Detto questo, e dopo aver costato che, purtroppo, sul tema Tav Bersani non riesce ad andare oltre la solita aria fritta (si fa perché si è deciso di farla. E’ troppo sapere in base a quali numeri, dato che quella decisone fu presa in base a previsioni clamorosamente sbagliate, si insiste in quello che sembra un pessimo investimento?), come pure che, data la composizione della maggioranza che sostiene l’attuale Governo, resteranno tali, per il momento, i suoi pii desideri per quanto riguarda la giustizia e la Rai, non resta, specie a me che l’ho spesso criticato, che dar ragione al Segretario del PD quando, nell’unica nota polemica nei confronti di Monti contenuta nell’intervista, afferma che “i partiti non sono tutti uguali”: Monti non avrebbe potuto ottenere alcun risultato, specie considerando le isterie e le paranoie delle varie anime del PdL, senza il leale sostegno offerto fin qui dal PD al suo governo.

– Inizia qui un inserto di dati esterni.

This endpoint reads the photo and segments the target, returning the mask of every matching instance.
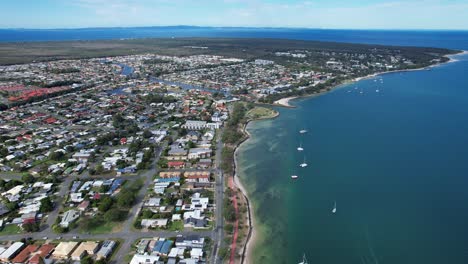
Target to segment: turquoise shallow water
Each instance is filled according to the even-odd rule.
[[[254,263],[303,253],[310,263],[468,263],[468,56],[459,59],[250,124],[239,163],[262,235]]]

E’ qualcosa di cui il Presidente del Consiglio sicuramente si darà conto e su cui dovrebbe riflettere, quando, rivaluterà, come spero, la sua decisione di abbandonare la politica alla fine del proprio mandato: dimostra nei fatti che l’alleanza prefigurata da Bersani (e un democristianissimo come Monti riconoscerà da dove arrivi; il suo essere la traduzione per il nuovo millennio del “compromesso storico”) può funzionare e non solo dal punto vista della contabilità elettorale.

Una soluzione che pare l’unica praticabile, quasi una scelta obbligata, a chi guardi alla realtà della nostra politica; perlomeno se si vuole che il paese inverta la rotta e non prosegua nella deriva “sudamericana” dell’ultimo ventennio.

Una scelta che non piace al compagno Massimo “Navigator” D’Alema: quasi una garanzia che sia quella giusta. Dice l’intelligenza più sopravvalutata dagli italiani: “un governo Monti dopo le elezioni del 2013 sarebbe una resa della politica”.

Massimino, sapessi quanti anni fa si è arresa, la nostra politica. Da quando ha anteposto altro al bene dell’Italia. Ricordi “le televisioni non sono un problema” e “Mediaset è una grande risorsa del Paese”?

Bene, lì la nostra politica era già prigioniera di guerra. Peccato che tu non te ne rendessi proprio conto. Mai pensato di cambiare mestiere?